The pstree
is a very good solution, but it is a little bit reticent. I use ps --forest
instead. But not for a PID
(-p
) because it prints only the specific process, but for the session (-g
). It can print out any information ps
can print in a fancy ASCII art tree defining the -o
option.
So my suggestion for this problem:
ps --forest -o pid,tty,stat,time,cmd -g 2795
If the process is not a session leader, then a little bit more trick has to be applied:
ps --forest -o pid,tty,stat,time,cmd -g $(ps -o sid= -p 2795)
This gets the session id (SID) of the current process first and then call ps again with that sid.
If the column headers are not needed add a '=' after each column definition in '-o' options, like:
ps --forest -o pid=,tty=,stat=,time=,cmd= -g $(ps -o sid= -p 2795)
An example run and the result:
$ ps --forest -o pid=,tty=,stat=,time=,cmd= -g $(ps -o sid= -p 30085)
27950 pts/36 Ss 00:00:00 -bash
30085 pts/36 S+ 00:00:00 \_ /bin/bash ./loop.sh
31888 pts/36 S+ 00:00:00 \_ sleep 5
Unfortunately this does not work for screen
as it sets the sid for each child screen and all grandchild bash.
To get all the processes spawned by a process the whole tree needs to be built.
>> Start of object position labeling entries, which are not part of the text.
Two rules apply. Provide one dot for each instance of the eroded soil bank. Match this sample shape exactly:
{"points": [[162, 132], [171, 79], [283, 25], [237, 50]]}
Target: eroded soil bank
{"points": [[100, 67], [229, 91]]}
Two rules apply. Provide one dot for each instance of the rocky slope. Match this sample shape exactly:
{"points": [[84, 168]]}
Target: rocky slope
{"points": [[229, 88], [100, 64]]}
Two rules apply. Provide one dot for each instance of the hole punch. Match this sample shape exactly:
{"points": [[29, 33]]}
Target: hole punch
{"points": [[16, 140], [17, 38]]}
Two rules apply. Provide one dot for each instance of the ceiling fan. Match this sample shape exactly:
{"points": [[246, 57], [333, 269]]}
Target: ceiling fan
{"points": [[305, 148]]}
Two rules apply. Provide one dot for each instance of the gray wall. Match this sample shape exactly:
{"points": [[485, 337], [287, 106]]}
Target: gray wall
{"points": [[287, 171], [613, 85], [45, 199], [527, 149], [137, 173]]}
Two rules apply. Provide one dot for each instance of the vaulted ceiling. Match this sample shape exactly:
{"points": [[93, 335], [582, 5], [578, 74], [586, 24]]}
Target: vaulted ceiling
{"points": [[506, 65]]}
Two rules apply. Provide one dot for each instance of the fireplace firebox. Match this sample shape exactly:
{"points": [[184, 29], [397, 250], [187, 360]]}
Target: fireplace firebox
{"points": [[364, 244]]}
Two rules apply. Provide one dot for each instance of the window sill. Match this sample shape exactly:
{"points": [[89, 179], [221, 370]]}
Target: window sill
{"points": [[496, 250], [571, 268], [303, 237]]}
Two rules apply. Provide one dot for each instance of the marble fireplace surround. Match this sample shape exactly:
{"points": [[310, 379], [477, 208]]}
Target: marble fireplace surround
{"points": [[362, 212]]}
I used awk for that. At first it builds a hash array to contain all PID => ,child,child...
. At the end it calls a recursive function to extract all the child processes of a given process. The result is passed to another ps
to format the result. The actual PID has to be written as an argument to awk instead of <PID>
:
ps --forest $(ps -e --no-header -o pid,ppid|awk -vp=<PID> 'function r(s){print s;s=a[s];while(s){sub(",","",s);t=s;sub(",.*","",t);sub("[0-9]+","",s);r(t)}}{a[$2]=a[$2]","$1}END{r(p)}')
For a SCREEN process (pid=8041) the example output looks like this:
PID TTY STAT TIME COMMAND
8041 ? Ss 0:00 SCREEN
8042 pts/8 Ss 0:00 \_ /bin/bash
8092 pts/8 T 0:00 \_ vim test_arg test_server
12473 pts/8 T 0:00 \_ vim
12972 pts/8 T 0:00 \_ vim
The correct command is
jobs
If you wish to have more info (not always available), it is
jobs -l
If you wish to bring job number 3 to the foreground,
fg %3
If you have a stopped job, you can resume its execution in the background by means of
bg %3
As for the BSD-style output ps ax, which, BTW, I use too, it is not too informative: it will show your background process in status S (interruptible sleep) if it is waiting for an event (user input?), or R if it is running. But this will not single them out among the bevvy of other processes. You can indeed identify it by combining this info with user ownership and terminal of execution, but I never do it this way because it is too cumbersome.